Imunisasi Campak dan Rubella Membuat Lumpuh?

DokterSehat.Com– Belakangan ini sebuah berita tentang anak yang lumpuh setelah mendapatkan imunisasi campak dan rubella viral di media sosial. Anak yang bernama Niken ini mendapatkan imunisasi campak dan rubella pada tanggal 2 Agustus 2017 bersama dengan teman-temannya di SMP N 4 Demak. Sebenarnya, apakah imunisasi ini memang bisa memberikan efek samping seperti ini?

doktersehat-suntik-syringe-eutanasia-euthanasia-injeksi-injection-vaksin-palsu

Yuli Suryaningsih, Ibu kandung dari Niken menyebutkan bahwa setelah imunisasi, Niken kesulitan untuk tidur karena merasa sakit pada bagian pinggang hingga kakinya. Karena kondisinya memburuk, Niken pun langsung dilarikan ke Rumah Sakit NU Demak dan menjalani rawat inap di sana.

Kepala Pokja Kejadian Ikutan Pasca Imunisasi untuk Kabupaten Demak, dr. Rini, Sp.A menyebutkan bahwa Ia memang mengetahui kasus yang menimpa Niken ini. Namun, dr. Rini membantah bahwa apa yang terjadi pada Niken adalah dampak dari imunisasi campak dan rubella (MR). Menurut dr. Rini, timnya telah melakukan pengecekan lebih lanjut dan ditemukan bahwa ada faktor lain yang menyebabkan Niken mengalami kelumpuhan. Sebagai informasi, imunisasi ini memang bisa memberikan efek samping seperti badan panas dan kulit memerah. Namun, kelumpuhan sama sekali bukan efek samping dari vaksin yang sudah melakukan berkali-kali pengujian ini sehingga dianggap aman.

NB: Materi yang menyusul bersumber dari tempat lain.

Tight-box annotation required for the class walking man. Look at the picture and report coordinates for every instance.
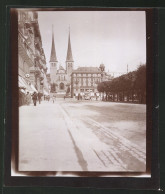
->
[32,92,37,106]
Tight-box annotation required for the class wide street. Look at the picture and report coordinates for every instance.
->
[19,99,146,171]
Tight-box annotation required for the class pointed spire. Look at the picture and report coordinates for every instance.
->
[49,25,57,62]
[66,26,73,61]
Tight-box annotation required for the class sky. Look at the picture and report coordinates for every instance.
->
[38,11,146,75]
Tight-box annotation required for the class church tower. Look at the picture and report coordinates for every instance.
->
[49,26,58,83]
[66,29,74,77]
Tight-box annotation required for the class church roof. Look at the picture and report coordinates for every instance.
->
[50,25,57,62]
[66,32,73,61]
[73,67,101,73]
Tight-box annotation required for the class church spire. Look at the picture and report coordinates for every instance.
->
[50,25,57,62]
[66,26,73,62]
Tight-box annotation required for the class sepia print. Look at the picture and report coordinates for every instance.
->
[14,9,148,176]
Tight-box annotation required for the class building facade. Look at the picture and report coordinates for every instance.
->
[47,27,112,97]
[18,10,48,98]
[49,27,74,93]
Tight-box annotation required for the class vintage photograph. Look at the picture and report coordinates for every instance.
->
[16,8,147,176]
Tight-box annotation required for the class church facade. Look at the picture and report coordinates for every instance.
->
[49,28,74,93]
[50,27,111,97]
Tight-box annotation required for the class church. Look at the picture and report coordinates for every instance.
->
[49,27,111,97]
[49,27,74,93]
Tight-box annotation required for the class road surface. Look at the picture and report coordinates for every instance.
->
[19,99,146,172]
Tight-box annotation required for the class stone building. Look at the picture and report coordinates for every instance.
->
[47,27,111,97]
[18,10,48,96]
[49,27,74,94]
[71,67,102,97]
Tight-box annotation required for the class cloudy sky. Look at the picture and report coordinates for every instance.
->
[38,11,146,76]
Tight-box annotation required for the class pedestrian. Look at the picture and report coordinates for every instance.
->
[32,92,37,106]
[26,92,31,105]
[38,92,42,104]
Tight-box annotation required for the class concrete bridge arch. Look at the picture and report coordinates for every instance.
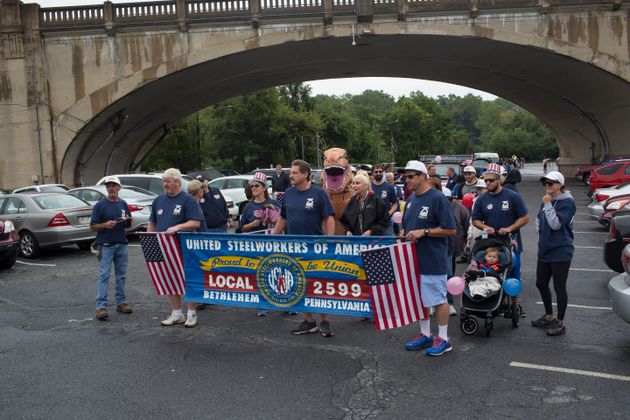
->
[0,0,630,184]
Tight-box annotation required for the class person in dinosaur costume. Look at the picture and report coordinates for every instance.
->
[322,147,352,235]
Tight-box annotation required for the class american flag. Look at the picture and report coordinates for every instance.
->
[140,233,186,296]
[361,242,428,330]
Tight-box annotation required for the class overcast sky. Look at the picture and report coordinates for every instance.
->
[22,0,496,100]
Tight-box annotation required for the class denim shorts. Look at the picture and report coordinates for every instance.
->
[420,274,447,308]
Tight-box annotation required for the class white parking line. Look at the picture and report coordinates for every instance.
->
[536,302,612,311]
[15,260,57,267]
[510,362,630,382]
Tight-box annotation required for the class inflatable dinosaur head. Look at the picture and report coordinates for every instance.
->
[322,147,352,192]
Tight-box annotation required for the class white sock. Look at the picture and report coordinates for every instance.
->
[420,319,431,336]
[438,324,448,341]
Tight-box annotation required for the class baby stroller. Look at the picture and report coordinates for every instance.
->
[459,237,521,337]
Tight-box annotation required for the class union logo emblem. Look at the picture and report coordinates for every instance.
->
[256,254,306,307]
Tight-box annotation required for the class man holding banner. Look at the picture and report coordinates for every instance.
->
[145,168,204,328]
[273,159,335,337]
[401,160,456,356]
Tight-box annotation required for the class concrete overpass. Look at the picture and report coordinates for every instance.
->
[0,0,630,188]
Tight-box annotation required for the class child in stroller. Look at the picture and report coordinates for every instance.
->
[460,238,520,337]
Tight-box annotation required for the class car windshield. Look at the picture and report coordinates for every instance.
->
[39,185,69,192]
[33,194,89,210]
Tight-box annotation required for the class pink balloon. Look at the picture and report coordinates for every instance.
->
[446,277,466,296]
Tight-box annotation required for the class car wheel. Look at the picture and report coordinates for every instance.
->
[0,252,17,270]
[20,230,40,258]
[76,241,93,251]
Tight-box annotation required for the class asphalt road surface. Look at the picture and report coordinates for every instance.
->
[0,174,630,419]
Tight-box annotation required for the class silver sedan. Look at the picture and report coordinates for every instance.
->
[68,185,157,232]
[0,193,96,258]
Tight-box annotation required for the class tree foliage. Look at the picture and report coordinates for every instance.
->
[143,83,558,172]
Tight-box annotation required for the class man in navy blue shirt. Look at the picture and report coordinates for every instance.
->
[147,168,203,328]
[90,176,132,320]
[273,159,335,337]
[372,164,398,236]
[402,160,457,356]
[472,163,529,313]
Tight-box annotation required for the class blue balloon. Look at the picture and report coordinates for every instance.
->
[503,278,523,297]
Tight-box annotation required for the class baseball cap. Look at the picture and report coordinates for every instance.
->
[103,175,122,185]
[250,172,267,186]
[475,178,488,188]
[162,168,182,181]
[540,171,564,185]
[404,160,429,175]
[486,163,501,176]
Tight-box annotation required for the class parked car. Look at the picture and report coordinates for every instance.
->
[209,175,271,209]
[589,160,630,192]
[67,184,157,232]
[96,173,238,218]
[575,156,630,185]
[0,193,96,258]
[604,210,630,273]
[11,184,70,194]
[598,194,630,228]
[588,182,630,220]
[608,245,630,324]
[0,218,20,269]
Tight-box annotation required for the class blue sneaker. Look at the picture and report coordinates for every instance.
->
[425,337,453,356]
[405,333,433,350]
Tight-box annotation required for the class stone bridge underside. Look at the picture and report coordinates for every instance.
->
[3,3,630,184]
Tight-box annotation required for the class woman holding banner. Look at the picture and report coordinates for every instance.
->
[339,171,389,236]
[239,172,280,232]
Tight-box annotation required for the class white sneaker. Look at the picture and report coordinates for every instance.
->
[160,314,186,327]
[184,315,197,328]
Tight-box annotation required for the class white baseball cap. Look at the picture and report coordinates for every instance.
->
[540,171,564,185]
[103,175,122,185]
[405,160,429,175]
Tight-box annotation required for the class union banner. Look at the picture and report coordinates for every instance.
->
[178,233,394,317]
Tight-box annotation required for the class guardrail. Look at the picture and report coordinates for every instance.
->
[40,0,630,33]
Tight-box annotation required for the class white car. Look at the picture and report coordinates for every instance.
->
[96,173,238,219]
[208,175,272,212]
[588,182,630,220]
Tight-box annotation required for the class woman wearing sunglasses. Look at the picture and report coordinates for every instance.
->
[532,171,575,336]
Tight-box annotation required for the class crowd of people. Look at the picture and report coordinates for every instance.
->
[91,156,576,356]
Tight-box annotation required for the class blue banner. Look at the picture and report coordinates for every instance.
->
[178,233,395,317]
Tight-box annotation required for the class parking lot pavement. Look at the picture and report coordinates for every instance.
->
[0,182,630,419]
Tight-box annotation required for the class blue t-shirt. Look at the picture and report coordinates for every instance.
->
[239,198,280,229]
[372,182,398,211]
[402,188,456,274]
[280,185,335,235]
[90,198,131,244]
[149,191,205,232]
[472,188,527,252]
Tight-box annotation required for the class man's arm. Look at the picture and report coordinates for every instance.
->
[271,217,287,235]
[322,216,335,235]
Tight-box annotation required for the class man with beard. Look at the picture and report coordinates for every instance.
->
[372,164,398,236]
[472,163,529,313]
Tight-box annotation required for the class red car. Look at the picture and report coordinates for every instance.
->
[590,161,630,193]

Berdasarkan data laporan Penyelengaraan Imunisasi Campak pada tahun 2016 sendiri, tercatat dari 17.133.271 vaksin yang diberikan, hanya ada 17 kasus dimana anak mengalami efek samping berupa jatuh sakit. Itupun semuanya disebabkan oleh adanya penyakit lain yang diderita oleh anak tersebut sebelumnya yang menjadi semakin bertambah parah.

Beberapa jenis orang seperti orang dewasa yang sudah pernah terkena penyakit ini ternyata tidak diperkenankan mendapatkan vaksin MR. Selain itu, mereka yang mengalami kondisi tertentu seperti anemia berat, leukimia, terkena kelainan darah, kelainan fungsi ginjal, alergi, ibu hamil, atau mereka yang sedang melakukan radioterapi dan lain sebaginya juga tidak boleh mendapatkannya. Beberapa orang yang sedang sakit seperti demam, batuk-pilek, dan diare juga sebaiknya tidak mendapatkannya dahulu sebelum benar-benar sembuh.

Baca Juga:  Lebih Dalam Mengenal Campak, Penyakit yang Kerap Menyerang Anak

Melihat adanya fakta ini, orang tua tidak perlu khawatir jika anaknya akan mendapatkan imunisasi campak dan rubella ini.